In the Court's October 3, 2023 Opinion, Judge Salas noted that “[all] of Plaintiffs' claims for breach of fiduciary duty involve the Defendants not following Plan provisions or procedures, improperly making benefit determinations under the Plans, refusing to settle the benefits claims, violating laws in their application of the Plans' payment provisions, and misusing funds which allegedly should have been used to pay Plaintiffs' benefits claims. But, as described above, Plaintiffs have not adequately alleged that Defendants violated any provision of the Plans or underpaid Plaintiffs under any specifically identified provision of the Plans. Thus, Plaintiffs' § 502(a)(3) claims fail as well.” (ECF 40, October Opinion at 20.) Here, despite arguing the SAC now properly alleges violation of fiduciary duties through self-dealing and beneficial “financial arrangements,” Plaintiffs' Opposition still generally repackages its deficient allegations from the FAC which the Court already rejected. (Pl. Opp. at 20 (arguing Cigna has “a built-in incentive” to pay claims “well below what the Plans actually require”).) Therefore, Judge Salas's prior analysis that Plaintiffs' breach of fiduciary duty claim hinged on whether Defendants paid the claims properly pursuant to the Plans continues to apply here and Plaintiffs' duplicative breach of fiduciary duty claim is dismissed.
Defendants' Motion to Dismiss is GRANTED and Plaintiffs' fiduciary duty claims under Count II are therefore DISMISSED with prejudice.
c. State Law Claims
Plaintiffs' remaining claims-breach of contract (Count III), breach of the covenant of good faith and fair dealing (Count IV), quantum meruit (Count V), and violation of New Jersey Health Claims Authorization, Processing and Payment Act (“HCAPPA”) (Count VI)-all fail under state law. Because the Court is dismissing the only federal claims in this case, the Court declines to exercise supplemental jurisdiction over the remaining state law claims. 28 U.S.C. § 1367(c)(3) (“[T]he district court[ ] may decline to exercise supplemental jurisdiction [if] . . . the district court has dismissed all claims over which it has original jurisdiction.”); Demaria v.
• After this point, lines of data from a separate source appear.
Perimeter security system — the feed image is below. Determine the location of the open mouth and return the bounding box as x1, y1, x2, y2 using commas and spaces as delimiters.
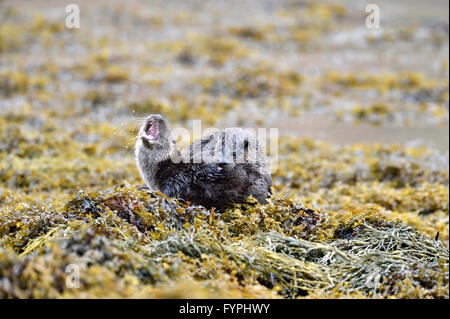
142, 121, 159, 141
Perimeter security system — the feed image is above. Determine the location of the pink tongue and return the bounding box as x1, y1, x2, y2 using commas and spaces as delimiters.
147, 124, 158, 138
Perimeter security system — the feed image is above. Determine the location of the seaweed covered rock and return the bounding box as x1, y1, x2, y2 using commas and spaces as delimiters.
0, 187, 448, 298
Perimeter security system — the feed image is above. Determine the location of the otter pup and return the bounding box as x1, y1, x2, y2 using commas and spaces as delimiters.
135, 114, 272, 209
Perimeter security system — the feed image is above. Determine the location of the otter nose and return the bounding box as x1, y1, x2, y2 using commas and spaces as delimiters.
152, 114, 163, 121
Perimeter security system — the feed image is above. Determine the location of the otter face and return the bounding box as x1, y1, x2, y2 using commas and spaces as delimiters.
138, 114, 170, 149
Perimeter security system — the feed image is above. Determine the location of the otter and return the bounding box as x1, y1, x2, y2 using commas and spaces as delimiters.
135, 114, 272, 209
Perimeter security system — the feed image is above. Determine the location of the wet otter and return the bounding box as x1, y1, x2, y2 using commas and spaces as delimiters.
135, 114, 272, 208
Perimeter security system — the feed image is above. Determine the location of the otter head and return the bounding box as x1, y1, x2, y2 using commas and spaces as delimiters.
138, 114, 176, 160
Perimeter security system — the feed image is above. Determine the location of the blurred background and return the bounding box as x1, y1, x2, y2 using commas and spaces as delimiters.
0, 0, 449, 202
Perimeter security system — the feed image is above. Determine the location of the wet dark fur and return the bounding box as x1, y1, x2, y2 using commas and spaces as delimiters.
155, 159, 272, 208
136, 115, 272, 208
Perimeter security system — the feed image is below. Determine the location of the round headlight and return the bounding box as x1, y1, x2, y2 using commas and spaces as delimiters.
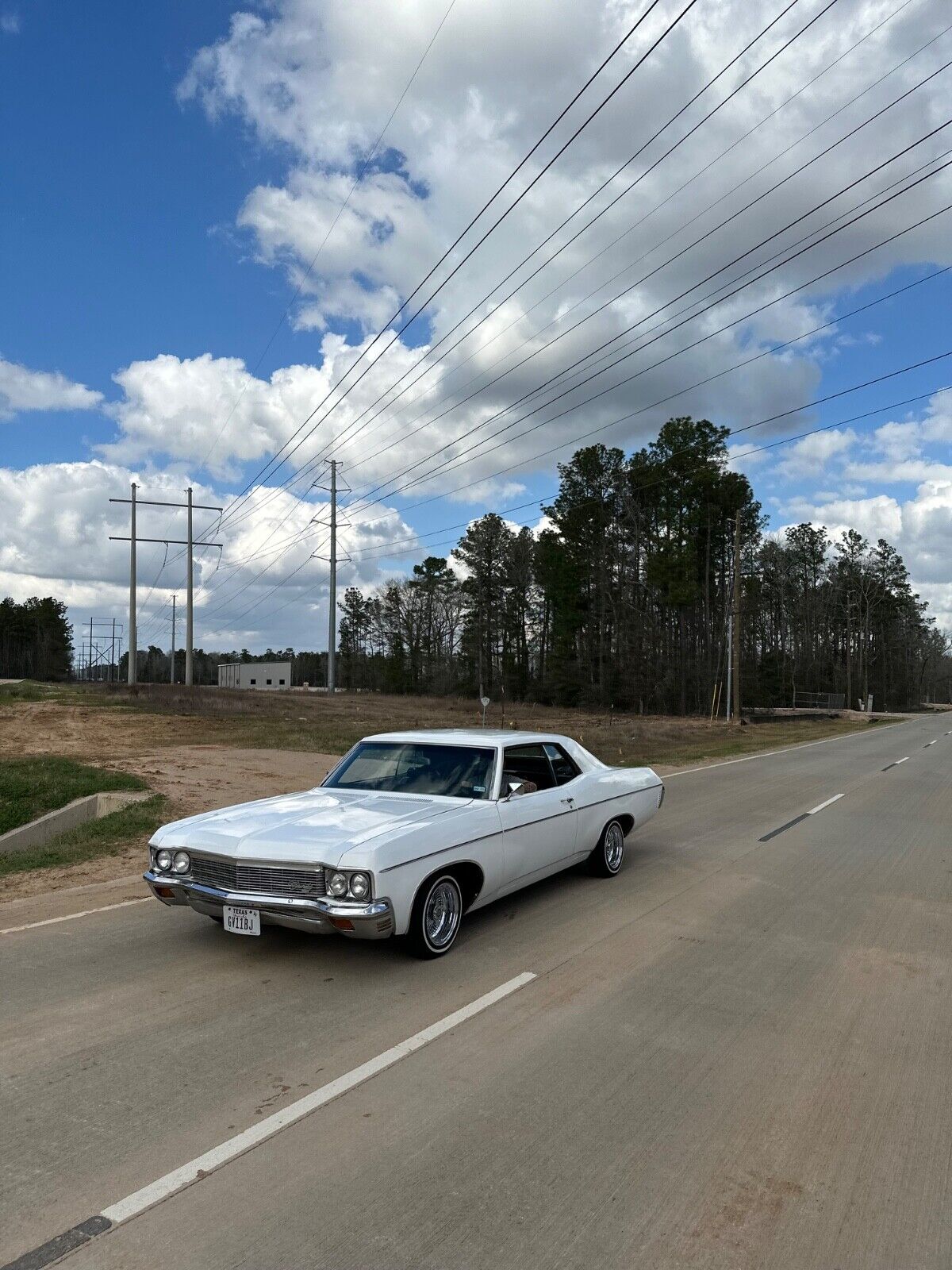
351, 874, 370, 899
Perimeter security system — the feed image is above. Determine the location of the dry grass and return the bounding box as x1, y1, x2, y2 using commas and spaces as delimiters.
50, 684, 889, 767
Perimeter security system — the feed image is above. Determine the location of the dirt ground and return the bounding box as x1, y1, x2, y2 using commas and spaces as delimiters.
0, 705, 338, 903
0, 691, 893, 902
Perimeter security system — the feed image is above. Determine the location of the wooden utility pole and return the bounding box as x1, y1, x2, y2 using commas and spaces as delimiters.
731, 508, 740, 722
328, 459, 338, 696
127, 481, 138, 683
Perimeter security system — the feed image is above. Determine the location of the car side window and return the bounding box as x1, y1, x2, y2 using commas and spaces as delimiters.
543, 745, 582, 785
503, 745, 556, 794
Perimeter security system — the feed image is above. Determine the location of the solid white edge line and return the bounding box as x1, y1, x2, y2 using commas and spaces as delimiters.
102, 970, 536, 1226
658, 719, 912, 781
0, 895, 152, 935
806, 794, 843, 815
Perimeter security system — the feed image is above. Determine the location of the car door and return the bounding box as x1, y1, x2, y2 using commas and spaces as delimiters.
499, 745, 578, 891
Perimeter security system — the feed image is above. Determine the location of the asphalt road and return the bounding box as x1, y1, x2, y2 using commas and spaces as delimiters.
0, 715, 952, 1270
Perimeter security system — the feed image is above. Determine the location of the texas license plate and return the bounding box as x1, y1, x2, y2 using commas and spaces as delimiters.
224, 904, 262, 935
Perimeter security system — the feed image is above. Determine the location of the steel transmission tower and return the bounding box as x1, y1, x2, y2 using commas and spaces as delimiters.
109, 481, 222, 687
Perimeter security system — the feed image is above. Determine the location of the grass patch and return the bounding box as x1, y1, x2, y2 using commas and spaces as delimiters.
82, 684, 893, 767
0, 794, 167, 878
0, 679, 106, 706
0, 757, 146, 833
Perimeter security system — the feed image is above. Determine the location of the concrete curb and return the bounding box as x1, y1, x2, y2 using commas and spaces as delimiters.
0, 790, 152, 855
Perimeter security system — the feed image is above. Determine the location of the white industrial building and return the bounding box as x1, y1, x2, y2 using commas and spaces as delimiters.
218, 662, 290, 692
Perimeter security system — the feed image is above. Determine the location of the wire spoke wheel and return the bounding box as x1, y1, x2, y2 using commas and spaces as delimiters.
423, 878, 462, 950
605, 821, 624, 872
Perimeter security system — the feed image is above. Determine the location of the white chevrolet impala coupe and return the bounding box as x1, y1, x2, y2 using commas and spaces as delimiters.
144, 729, 664, 957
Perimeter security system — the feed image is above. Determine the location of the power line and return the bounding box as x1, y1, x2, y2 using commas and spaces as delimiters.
195, 325, 952, 632
345, 133, 952, 497
223, 13, 952, 541
202, 373, 952, 632
218, 0, 836, 530
339, 0, 952, 479
190, 217, 948, 625
218, 0, 701, 525
298, 0, 836, 477
199, 0, 455, 479
350, 79, 952, 505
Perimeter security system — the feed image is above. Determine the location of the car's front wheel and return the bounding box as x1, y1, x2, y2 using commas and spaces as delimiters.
406, 874, 463, 957
589, 821, 624, 878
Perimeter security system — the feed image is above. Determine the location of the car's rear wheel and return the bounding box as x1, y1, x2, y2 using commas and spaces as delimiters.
589, 821, 624, 878
406, 874, 463, 957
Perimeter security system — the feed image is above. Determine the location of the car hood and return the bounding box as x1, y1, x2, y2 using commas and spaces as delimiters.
152, 789, 471, 866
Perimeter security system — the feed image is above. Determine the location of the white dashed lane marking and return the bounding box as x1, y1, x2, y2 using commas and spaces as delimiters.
0, 895, 152, 935
806, 794, 843, 815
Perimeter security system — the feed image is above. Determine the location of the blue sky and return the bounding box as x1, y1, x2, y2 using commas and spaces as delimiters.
0, 0, 952, 646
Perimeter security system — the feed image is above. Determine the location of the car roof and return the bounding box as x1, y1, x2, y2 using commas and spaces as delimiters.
364, 728, 567, 745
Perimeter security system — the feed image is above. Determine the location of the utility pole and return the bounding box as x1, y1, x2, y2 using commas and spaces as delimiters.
328, 459, 338, 695
109, 483, 222, 683
731, 508, 740, 722
127, 481, 138, 683
186, 485, 195, 688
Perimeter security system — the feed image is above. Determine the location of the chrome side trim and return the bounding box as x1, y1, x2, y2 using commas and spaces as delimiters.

Horizon Healthcare Servs., No. 11-7298, 2012 WL 5472116, at *5 (D.N.J. Nov. 9, 2012) (dismissing ERISA claims and declining to exercise supplemental jurisdiction over remaining state law claims); Somerset Orthopedic Assocs., P.A. v. Horizon Healthcare Servs., No. 19-8783, 2021 WL 3661326, at *8-9 (D.N.J. Aug. 18, 2021) (same); Borough of West Mifflin v. Lancaster, 45 F.3d 780, 788 (3d Cir. 1995) (“[W]here the claim over which the district court has original jurisdiction is dismissed before trial, the district court must decline to decide the pendent state claims unless considerations of judicial economy, convenience, and fairness to the parties provide an affirmative justification for doing so.”).
IV. CONCLUSION
For the reasons stated above, Defendants' motion to dismiss (ECF 56) is GRANTED and Plaintiffs' Second Amended Complaint (ECF 43) is DISMISSED with prejudice. An appropriate order follows.